The model used in the article is called Accelerated Failure Time model (AFT), which is a log-linear regression model capturing the effects of explanatory variables on purchase timing. This model was selected because the error component in this model is allowed to follow a distribution other than the standard normal distribution. In the article, the model is estimated separately for each demographic group and their combinations. The likelihood ratio test compares the log-likelihood obtained from estimating model with a set of coefficients common to all groups with the log-likelihood obtained from the estimation of separate sets of coefficients for each group.

When model is estimated separately for each of the four female head employment status groups, proposition 1 is supported. Wives that are not full-time employed are more price sensitive than wives that are full-time employed. The results in the article support proposition 2. Households of smaller size are more price and feature sensitive than larger size households for which the price feature and display coefficients are not significant. Proposition 3 is partially supported. The price and deal coefficients are not significant for the low-income group and are significant for the two middle income groups as predicted. However, the price variable is also significant for the high-income group, which is contrary to the expectations of the writer. Also, it is found that the overall direction of the female employment status effects is preserved even when adjusting for income effects. The effects persist even in the presence of household size effect. The results suggested that all three demographic variables have a significant effect on purchase acceleration.

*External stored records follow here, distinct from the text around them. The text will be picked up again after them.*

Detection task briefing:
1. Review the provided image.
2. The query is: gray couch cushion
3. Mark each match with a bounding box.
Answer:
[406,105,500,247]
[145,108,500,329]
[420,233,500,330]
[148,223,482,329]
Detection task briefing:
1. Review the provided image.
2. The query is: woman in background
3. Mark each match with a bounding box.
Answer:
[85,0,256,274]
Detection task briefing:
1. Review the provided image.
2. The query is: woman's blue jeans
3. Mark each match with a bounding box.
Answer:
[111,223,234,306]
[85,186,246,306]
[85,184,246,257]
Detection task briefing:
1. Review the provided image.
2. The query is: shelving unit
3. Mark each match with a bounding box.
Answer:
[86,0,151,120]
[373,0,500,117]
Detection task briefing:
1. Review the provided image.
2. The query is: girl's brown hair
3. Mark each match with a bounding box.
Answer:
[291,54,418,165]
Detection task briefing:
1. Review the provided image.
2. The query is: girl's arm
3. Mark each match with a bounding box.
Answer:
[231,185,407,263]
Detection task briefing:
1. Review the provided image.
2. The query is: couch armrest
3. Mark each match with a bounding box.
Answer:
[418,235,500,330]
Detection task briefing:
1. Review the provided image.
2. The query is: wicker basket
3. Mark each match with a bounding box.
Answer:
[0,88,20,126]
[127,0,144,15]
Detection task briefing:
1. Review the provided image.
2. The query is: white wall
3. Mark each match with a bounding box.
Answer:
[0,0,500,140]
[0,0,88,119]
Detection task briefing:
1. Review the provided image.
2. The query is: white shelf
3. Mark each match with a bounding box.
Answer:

In conclusion, the article summed up the effects of demographic variables on household purchase timing decisions. In particular, smaller households are more prone to accelerate their purchases due to deals than larger households. However, the impact of the household effect reduces when adjusting for income and female head employment status effects. The writer argued that the effect of household size has been overemphasized by some theoretical studies. Households with less than full-time employed wives tend to rely on prices for deciding whether to accelerate their purchases or not, while for households with a full-time employed wife the promotional signal is enough to trigger acceleration. The behavior of households with less than full-time employed wives suggests that such households evaluate promotions more carefully. Finally, the researcher recommends that identification of acceleration-prone customers should be used for segmentation purposes. The writer also indicated how to stop loyal customers from accelerating can be a topic of future research.